Mark shifted the envelope of files beneath his arm and shook his head. "You know, I wasn't surprised when I heard you went to med school. You were such a bookworm in high school and always wanted to be a doctor. I knew you'd go far."
Yeah, when Brian died and David left, she'd almost gone off the deep end.
"Emmy, we need a good oncologist. We need you." Mark's voice sounded firm, insistent.
Emmy. She hated that name.
Overhearing the conversation, Emma's receptionist threw her a curious glance. As she directed another patient into the treatment room, one of the nurses gave Emma an inquiring look. The attention bothered Emma. Why couldn't her staff mind their own business?
"Let's go into my office where we can speak in private." Emma stepped back to lead the way.
"Okay, but" Mark shot Sonja a quick look.
"I'll bring her to you as soon as she's finished in the bathroom," Sonja said.
Oh, no. The little girl was here, too. This was not going to be easy.
Mark followed Emma into her office. In anticipation of the arrival of his daughter, she left the door ajar before she rounded the large desk and sat down. She was grateful to put some kind of barrier between her and Mark.
He sank into one of the three chairs facing Emma's desk and leaned forward, his fingers clasped, elbows resting on his knees. His gaze locked on her and he appeared confident and in control, the same old Mark she remembered from high school.
"You look great, Emma. How've you been these past fifteen years?"
She threw a fleeting look at him, then stared at the black stapler on her desk. "I've been fine."
"Do you and your husband have kids?"
She wasn't about to tell him about her sweet son or her nasty divorce. "What line of work are you in, Mark?"
"I'm a CPA. My firm serves mostly local contractors. It's busy and lucrative."
It probably suited him, she thought. As a kid he'd lived in a mobile home on the "other" side of the tracks. With his dad gone, his mother had worked hard to eek out a living for them. All he'd ever talked about was marrying a beautiful girl and making truckloads of cash so he could live a life of style and ease. It looked like he got his wish.
"So, how's The Doll?" she asked.
He sat back. "You mean, Denise?"
She tried to laugh, to lighten the moment, but it sounded more like a hoarse croak. Her hands were damp and she felt the sudden urge to run from the room and hide. "Yeah, remember?

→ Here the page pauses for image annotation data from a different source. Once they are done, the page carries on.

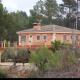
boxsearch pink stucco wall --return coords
[19,33,53,46]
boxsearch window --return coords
[71,35,79,40]
[21,35,26,46]
[63,35,67,40]
[37,35,40,40]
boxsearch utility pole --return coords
[72,0,80,48]
[0,0,2,3]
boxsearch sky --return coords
[2,0,62,15]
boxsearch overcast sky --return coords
[2,0,62,15]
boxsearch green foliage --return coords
[1,48,15,62]
[0,69,7,78]
[30,47,52,72]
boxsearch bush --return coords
[1,48,15,62]
[1,48,30,63]
[0,69,7,78]
[15,48,30,63]
[30,47,52,72]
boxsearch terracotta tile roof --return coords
[17,25,80,33]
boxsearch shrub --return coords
[0,69,7,78]
[1,48,15,62]
[16,48,30,63]
[30,47,52,72]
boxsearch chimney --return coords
[33,23,41,30]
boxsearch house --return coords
[17,23,80,48]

That's what we all used to call her."
He shook his head. "No, I never called her that."
Was her foot too big to fit inside her mouth?
"We're divorced." He spoke in a vacant tone but she caught a flicker of pain in his expressive eyes.

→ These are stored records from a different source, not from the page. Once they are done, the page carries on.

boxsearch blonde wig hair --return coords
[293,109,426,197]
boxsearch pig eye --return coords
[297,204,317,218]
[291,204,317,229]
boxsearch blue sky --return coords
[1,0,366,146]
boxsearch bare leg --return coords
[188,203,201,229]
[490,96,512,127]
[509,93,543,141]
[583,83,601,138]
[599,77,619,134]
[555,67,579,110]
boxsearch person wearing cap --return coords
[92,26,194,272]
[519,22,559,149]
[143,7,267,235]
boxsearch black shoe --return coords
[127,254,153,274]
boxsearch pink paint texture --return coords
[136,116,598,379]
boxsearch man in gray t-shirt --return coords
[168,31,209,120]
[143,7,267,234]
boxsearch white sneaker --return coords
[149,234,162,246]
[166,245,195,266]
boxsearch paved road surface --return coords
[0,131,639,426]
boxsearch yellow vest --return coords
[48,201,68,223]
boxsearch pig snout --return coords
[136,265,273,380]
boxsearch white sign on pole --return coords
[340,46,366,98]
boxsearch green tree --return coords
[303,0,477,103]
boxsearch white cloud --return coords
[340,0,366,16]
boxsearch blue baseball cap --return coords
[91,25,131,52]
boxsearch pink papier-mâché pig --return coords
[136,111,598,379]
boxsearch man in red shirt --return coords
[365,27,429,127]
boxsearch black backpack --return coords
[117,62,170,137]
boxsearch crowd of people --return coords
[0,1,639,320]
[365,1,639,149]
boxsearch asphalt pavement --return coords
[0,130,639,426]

Inwardly, Emma sighed.As a doctor and a mother, she understood the strain a child's critical illness inflicted on a marriage. She had learned that lesson the hard way.

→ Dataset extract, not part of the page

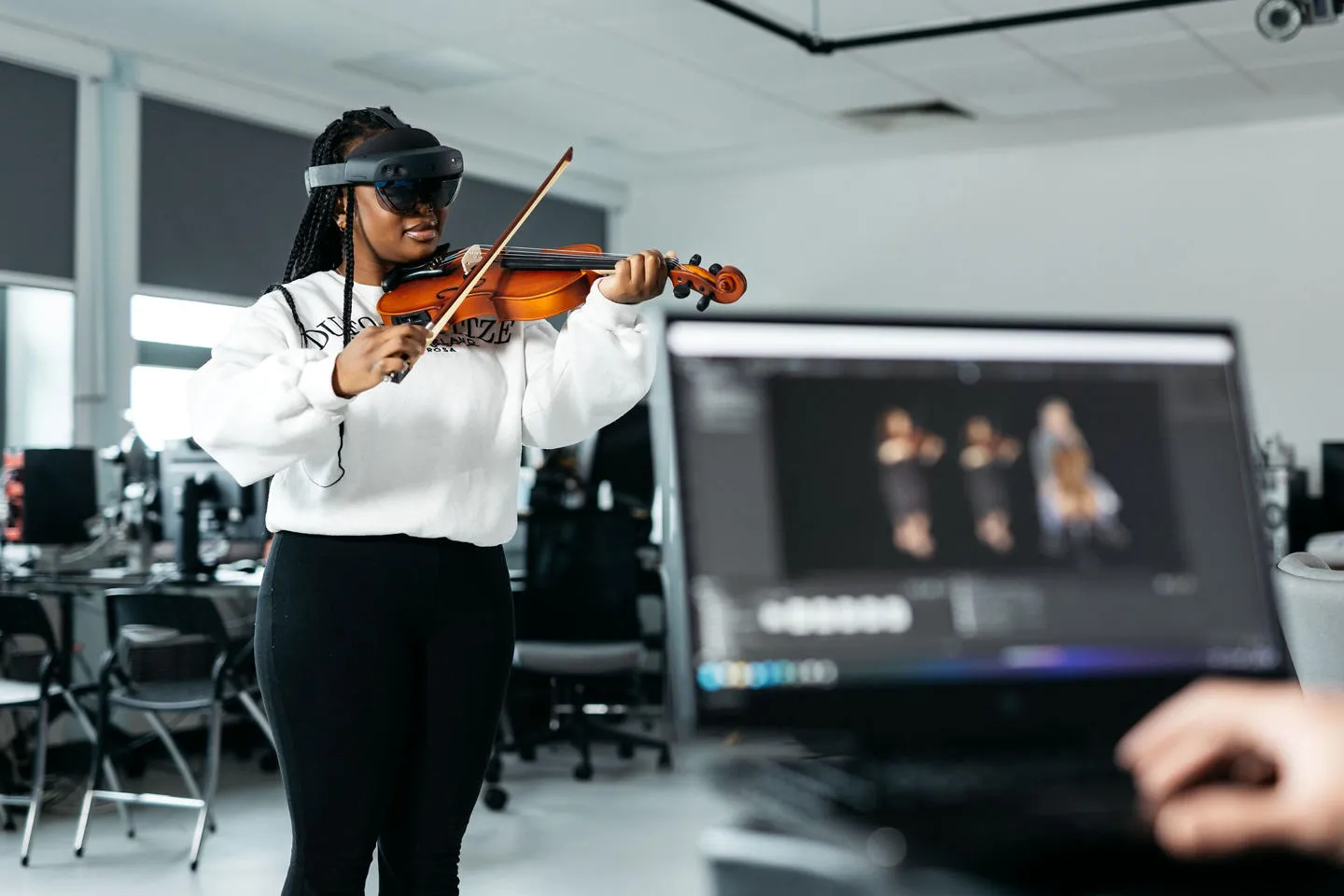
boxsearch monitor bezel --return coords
[661,312,1295,753]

"I'm sorry." And she meant it, for the child's sake.
Anguish filled his eyes, then was gone. Though she had never liked Denise Johnson, she felt bad Mark's marriage had failed.
Emma shifted in her chair. She didn't want to feel bad for this man. She didn't want to care about him or the chaos in his life. She needed him out of her office and out of her life.
"Look, Mark, I'm not going to pretend. I can't take your daughter on as a patient. I've already got more than a full load and it wouldn't be fair to you or"
He shook his head before she finished speaking. "I can't accept that, Emma. Angie's been through so much. If you tell me no, I'll be forced to drive ten hours round-trip to San Francisco every week. My partners said they'd cover for me, but I don't think Angie can take the exhausting drive. She has little energy and no appetite. It'd be better if she gets her treatments here in Reno. Can't you take her as a patient, just for old time's sake?"
Angie. What a sweet name.
"No, I'm sorry, but I can't. My staff isn't prepared to deal with a child's growth and hormone issues."
His face fell, his eyes hollow with defeat. He no longer appeared in control. Instead he looked vulnerable and lost. "You're kidding, right?"